Dr Terry Trussler, a director at Vancouver’s Community-Based Research Centre, also says the researchers focused on what evidence would be needed to change the policy “without jeopardizing the system.”
He says there were interesting exchanges with scientists from several countries including Italy and Portugal.
Trussler says his group intends to submit research proposals under the fund. CBS estimates that 400 rejected MSM donors became eligible in June 2016 when the deferral period dropped from five years to one year. Trussler said they might evaluate whether those people attempted to donate blood, and what their experience was like.

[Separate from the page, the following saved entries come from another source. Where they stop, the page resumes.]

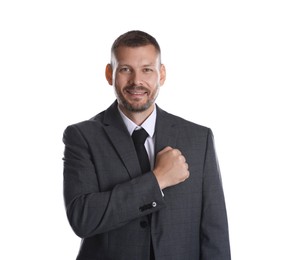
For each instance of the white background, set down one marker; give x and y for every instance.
(226, 69)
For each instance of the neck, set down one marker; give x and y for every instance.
(138, 117)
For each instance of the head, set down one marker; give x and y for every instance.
(136, 71)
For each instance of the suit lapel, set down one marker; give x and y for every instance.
(121, 140)
(166, 131)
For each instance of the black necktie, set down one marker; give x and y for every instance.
(139, 137)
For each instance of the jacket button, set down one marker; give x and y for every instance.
(144, 224)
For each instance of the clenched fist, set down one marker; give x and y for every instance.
(170, 167)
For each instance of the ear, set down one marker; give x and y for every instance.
(162, 74)
(109, 74)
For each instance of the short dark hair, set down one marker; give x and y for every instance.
(135, 38)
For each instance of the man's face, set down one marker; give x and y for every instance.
(136, 76)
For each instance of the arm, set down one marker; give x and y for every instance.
(214, 226)
(91, 211)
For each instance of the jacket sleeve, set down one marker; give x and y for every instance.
(214, 226)
(91, 211)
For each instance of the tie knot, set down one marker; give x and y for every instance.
(139, 136)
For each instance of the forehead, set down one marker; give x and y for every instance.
(134, 55)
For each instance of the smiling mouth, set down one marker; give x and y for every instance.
(136, 91)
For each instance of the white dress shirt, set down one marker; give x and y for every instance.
(149, 126)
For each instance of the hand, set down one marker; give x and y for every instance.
(170, 167)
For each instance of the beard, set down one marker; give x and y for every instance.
(137, 107)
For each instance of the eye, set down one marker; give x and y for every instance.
(125, 69)
(146, 70)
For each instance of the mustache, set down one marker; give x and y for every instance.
(135, 87)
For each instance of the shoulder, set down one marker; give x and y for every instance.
(88, 124)
(181, 122)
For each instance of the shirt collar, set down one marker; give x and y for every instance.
(148, 124)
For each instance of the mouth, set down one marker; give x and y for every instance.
(137, 92)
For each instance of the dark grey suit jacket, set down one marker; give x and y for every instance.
(108, 200)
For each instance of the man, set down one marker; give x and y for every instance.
(174, 208)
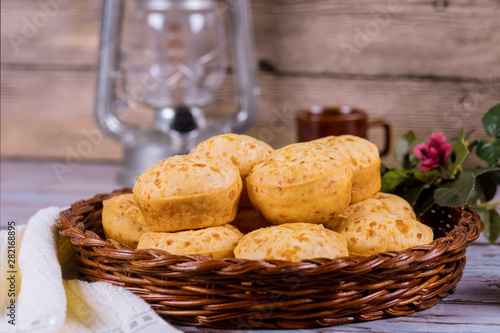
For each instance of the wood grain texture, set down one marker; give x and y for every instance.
(46, 113)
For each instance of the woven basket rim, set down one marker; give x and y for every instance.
(468, 230)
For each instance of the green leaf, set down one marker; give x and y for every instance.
(491, 121)
(457, 193)
(412, 194)
(392, 179)
(487, 183)
(425, 201)
(489, 152)
(460, 152)
(491, 220)
(404, 151)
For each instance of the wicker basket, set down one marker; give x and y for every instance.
(237, 293)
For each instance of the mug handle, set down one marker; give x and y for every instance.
(388, 134)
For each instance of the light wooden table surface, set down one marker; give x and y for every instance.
(474, 307)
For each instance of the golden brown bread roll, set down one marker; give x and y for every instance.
(291, 242)
(371, 233)
(122, 220)
(242, 150)
(365, 160)
(186, 192)
(249, 219)
(215, 242)
(302, 182)
(379, 203)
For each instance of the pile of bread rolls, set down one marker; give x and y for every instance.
(234, 196)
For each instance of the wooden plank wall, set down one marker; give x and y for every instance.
(425, 65)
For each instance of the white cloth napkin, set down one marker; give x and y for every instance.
(46, 295)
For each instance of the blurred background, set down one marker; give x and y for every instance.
(422, 65)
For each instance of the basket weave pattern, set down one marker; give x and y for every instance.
(238, 293)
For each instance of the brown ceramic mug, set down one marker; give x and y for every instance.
(320, 121)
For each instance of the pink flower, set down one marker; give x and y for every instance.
(433, 154)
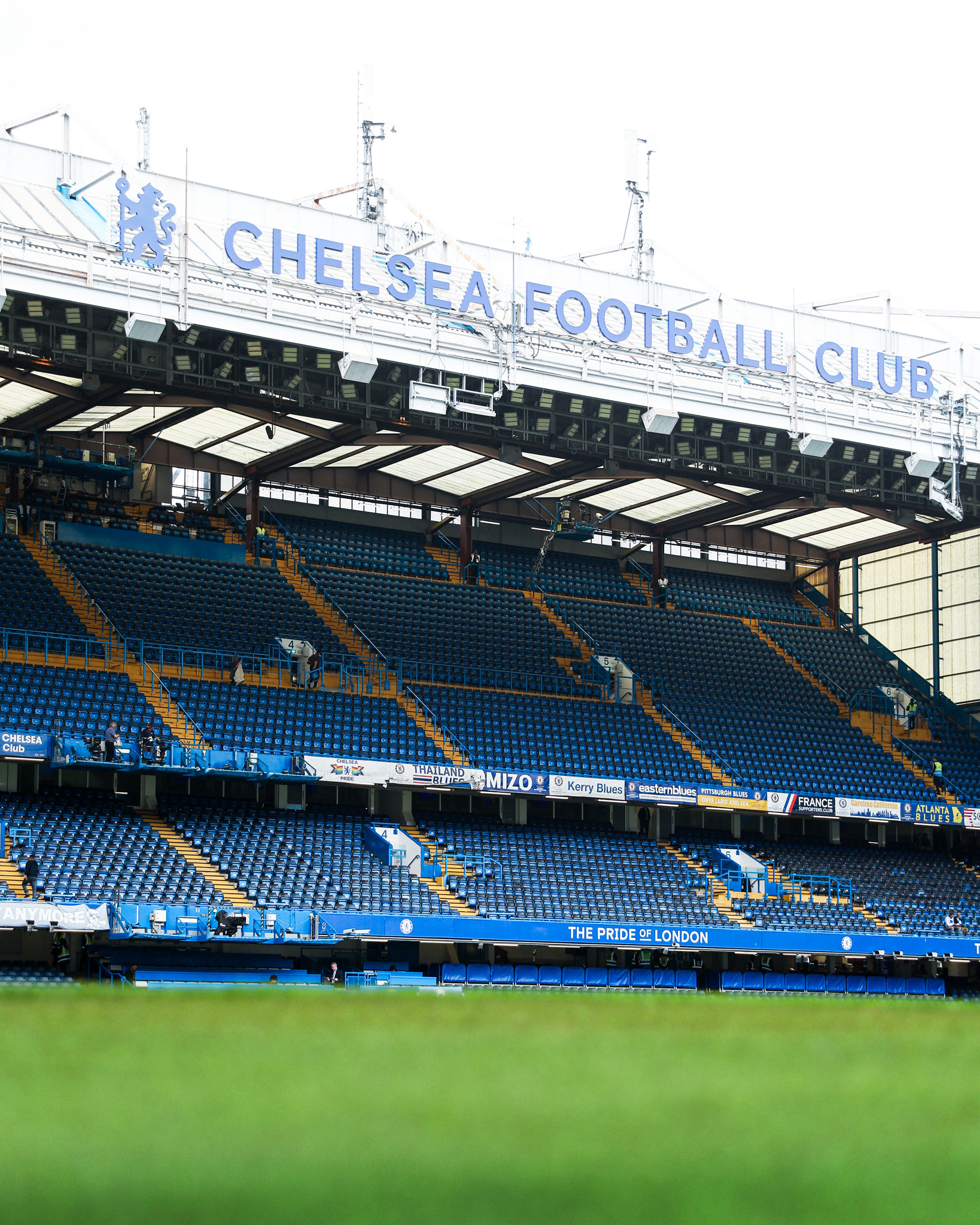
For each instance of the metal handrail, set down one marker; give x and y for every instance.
(429, 715)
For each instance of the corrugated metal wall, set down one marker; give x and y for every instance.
(896, 607)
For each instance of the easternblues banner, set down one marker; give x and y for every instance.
(647, 792)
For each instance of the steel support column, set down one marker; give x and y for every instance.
(936, 687)
(854, 592)
(251, 508)
(833, 590)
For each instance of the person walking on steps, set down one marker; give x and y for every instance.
(31, 876)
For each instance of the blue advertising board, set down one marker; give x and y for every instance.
(26, 746)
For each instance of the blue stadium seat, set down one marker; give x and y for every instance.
(526, 976)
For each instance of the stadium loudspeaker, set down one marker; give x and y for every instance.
(428, 398)
(918, 465)
(358, 367)
(659, 420)
(815, 446)
(145, 327)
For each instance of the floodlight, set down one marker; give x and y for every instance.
(815, 445)
(145, 327)
(358, 367)
(659, 420)
(918, 465)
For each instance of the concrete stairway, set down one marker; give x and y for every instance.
(454, 868)
(712, 886)
(232, 895)
(879, 730)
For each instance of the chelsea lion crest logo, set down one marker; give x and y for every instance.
(148, 220)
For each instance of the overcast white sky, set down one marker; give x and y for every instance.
(824, 148)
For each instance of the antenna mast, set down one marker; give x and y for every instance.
(142, 123)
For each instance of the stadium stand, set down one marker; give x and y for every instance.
(315, 859)
(91, 847)
(775, 728)
(74, 701)
(187, 602)
(571, 871)
(29, 599)
(286, 721)
(434, 624)
(692, 591)
(357, 547)
(520, 732)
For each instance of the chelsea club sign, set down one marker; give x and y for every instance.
(145, 224)
(146, 231)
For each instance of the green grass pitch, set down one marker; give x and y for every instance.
(281, 1107)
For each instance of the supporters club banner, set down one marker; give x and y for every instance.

CBS is taking proposals for $2.75 million of the $3 million research fund until April, exploring questions like how to identify “a low-risk population of MSM eligible to donate,” the risks of bringing in more donors and “the feasibility of a gender-blind deferral policy.” It’s unclear how long these research projects will run, but the agency notes that research heads will have to submit progress reports every six months.
Trans people still face restrictions on blood donation
At the committee, Boissonnault slammed CBS for “onerous” restrictions it put on trans people in an Aug 2016 policy to screen donors according to their genitalia when determining whether they count as MSM. Héma-Québec sorts trans people on a case-by-case basis.
“We are actually forcing people to go back to their birth gender to be determined if they can give blood or not,” he said, noting he’d met a Vancouver trans activist who can now give blood 14 months after her surgery, despite not being able to prior.
“We’ve got ourselves in this kind of perverse way of defining populations and subpopulations,” Boissonnault said. “I want a safe blood supply, but I also want an inclusive blood supply.”